Darrell, who lives in Exmouth, said he continued administering chest compressions when the paramedics arrived. They replaced his belt with a proper tourniquet and used a defibrillator.
“Eventually someone took over and I picked up the equipment and other stuff which was scattered around and covered him with a blanket,” he continued.
Darrell, who served with 6 Rifles in Exeter for around two years until transferring around seven months ago, said he waited for the police to open the road and was the first to lay flowers in tribute to Leo, using the belt to secure them to the lamppost.
The actions of Darrell, and others at the scene, have been widely praised by witnesses.
“I just wanted to help the little boy,” he added.
“I didn’t know if there was anything I could do, but this didn’t stop me trying 110 per cent.
“I was just doing what I hope other people would have done for me.
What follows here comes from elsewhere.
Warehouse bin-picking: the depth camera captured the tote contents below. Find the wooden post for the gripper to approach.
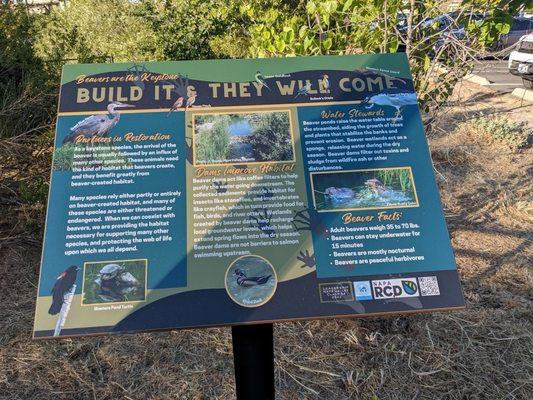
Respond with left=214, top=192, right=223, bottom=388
left=231, top=324, right=275, bottom=400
I’d like the chance to sit down with his family and talk to them if they’d like to.”
The woman who first gave CPR to Leo was Serena Knowles, 37, a health care assistant from Exeter.
She said: “My heartfelt condolences go to the family of this poor little boy and his brave friend who was with him.
“Myself and two male members of the public made every effort to save his life until paramedics arrived.
“We tried so hard to fight for your life. I am devastated we could not do more for you.
“We did what anyone would do. This was such a tragic, devastating accident and my thoughts and prayers are with his loved ones at this very difficult time.
“May you rest in peace little one, you will always have a piece of my heart.”